Na noite desta última segunda-feira (14/6), houve uma troca de tiros entre o baiano Lázaro Barbosa de Sousa, 32 anos, e um caseiro na região de Cocalzinho (GO), entorno do Distrito Federal.  De acordo com o site Metropoles, o funcionário de uma chácara teria trocado tiros contra o suspeito, que conseguiu fugir.

“Acho que acertei [o Lázaro], porque ele gemeu, [disse]. ‘Desgraçado, você me atirou, eu vou te matar’, ele falou”, narrou o caseiro. O funcionário da propriedade rural teria atirado pelo menos oito vezes contra o suspeito, que conseguiu fugir. Apesar do testemunho do trabalhador, não há confirmação oficial se realmente ele saiu ferido do embate.

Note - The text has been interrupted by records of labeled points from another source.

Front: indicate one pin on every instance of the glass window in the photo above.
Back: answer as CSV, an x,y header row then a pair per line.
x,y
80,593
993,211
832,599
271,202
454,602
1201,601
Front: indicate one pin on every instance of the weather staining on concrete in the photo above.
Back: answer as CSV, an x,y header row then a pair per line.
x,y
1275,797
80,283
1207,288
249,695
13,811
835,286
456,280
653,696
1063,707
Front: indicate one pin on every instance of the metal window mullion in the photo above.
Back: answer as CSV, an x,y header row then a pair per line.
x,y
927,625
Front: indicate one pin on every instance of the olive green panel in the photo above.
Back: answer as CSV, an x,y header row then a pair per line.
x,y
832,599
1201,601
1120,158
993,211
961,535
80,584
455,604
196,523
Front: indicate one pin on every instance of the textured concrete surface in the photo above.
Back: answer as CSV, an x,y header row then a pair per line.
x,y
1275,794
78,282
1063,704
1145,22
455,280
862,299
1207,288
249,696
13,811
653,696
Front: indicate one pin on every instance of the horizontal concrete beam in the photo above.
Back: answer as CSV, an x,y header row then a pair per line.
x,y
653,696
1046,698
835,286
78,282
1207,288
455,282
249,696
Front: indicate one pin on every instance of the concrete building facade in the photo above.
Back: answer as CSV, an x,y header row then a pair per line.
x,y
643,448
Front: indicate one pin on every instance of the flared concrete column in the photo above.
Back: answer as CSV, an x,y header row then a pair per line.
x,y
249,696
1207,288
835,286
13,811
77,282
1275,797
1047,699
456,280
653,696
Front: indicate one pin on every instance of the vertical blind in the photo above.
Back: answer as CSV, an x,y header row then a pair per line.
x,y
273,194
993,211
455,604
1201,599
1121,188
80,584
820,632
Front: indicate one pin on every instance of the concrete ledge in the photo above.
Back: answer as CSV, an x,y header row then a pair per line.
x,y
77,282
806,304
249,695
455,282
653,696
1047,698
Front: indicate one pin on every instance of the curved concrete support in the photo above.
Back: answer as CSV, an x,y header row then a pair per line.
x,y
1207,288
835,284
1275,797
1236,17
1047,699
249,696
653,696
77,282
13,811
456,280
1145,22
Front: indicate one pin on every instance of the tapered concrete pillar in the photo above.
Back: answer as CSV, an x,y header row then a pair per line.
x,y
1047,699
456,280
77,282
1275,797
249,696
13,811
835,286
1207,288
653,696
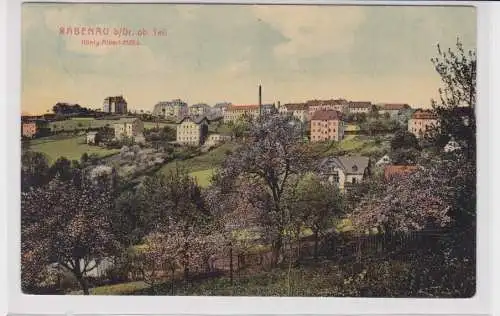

Um grande efetivo policial está na área conhecida como Areia Branca, apertando o cerco contra o Lázaro, que nasceu na cidade de Barra do Mendes, no centro-norte da Bahia. Segundo o Metrópoles, ele teria pedido comida e o caseiro não quis dar. Ele efetuou disparos contra a janela da chácara, e o funcionário revidou. O caseiro não foi atingido. Segundo a PMDF, a área está cercada e a expectativa é que ele seja capturado a qualquer momento.

FAMÍLIA 

Lázaro é suspeito de matar toda uma família: Cláudio Vidal de Oliveira, 48 anos, Gustavo Marques Vidal, 21, e Carlos Eduardo Marques Vidal, 15. Ele ainda sequestrou Cleonice Marques de Andrade, 43 anos, esposa de Cláudio e mãe das outras vítimas. O crime ocorreu na madrugada do últimmo dia 8, no Incra 9, em Ceilândia.

O corpo de Cleonice foi encontrado neste último sábado (12/6), em um matagal. O cadáver estava sem roupa e com um corte nas nádegas, em uma zona de mata perto da BR-070.

Torturada, mutilada e possivelmente estuprada. A morte de Cleonice reflete a crueldade de Lázaro Barbosa de Sousa, 32. O criminoso, autor da chacina que ainda tirou a vida do marido e dos dois filhos da mulher, permanece foragido há seis dias. Caçado por uma coalização de forças policiais, o maníaco arrancou uma das orelhas e executou Cleonice com um tiro na nuca.

As polícias do DF e de Goiás realizam um cerco há seis dias, com base em Edilândia (GO), Entorno do DF, para capturar o criminoso. No fim de semana, uma equipe da Polícia Militar chegou a se deparar com o foragido, mas ele trocou tiros com os militares e fugiu para o mato.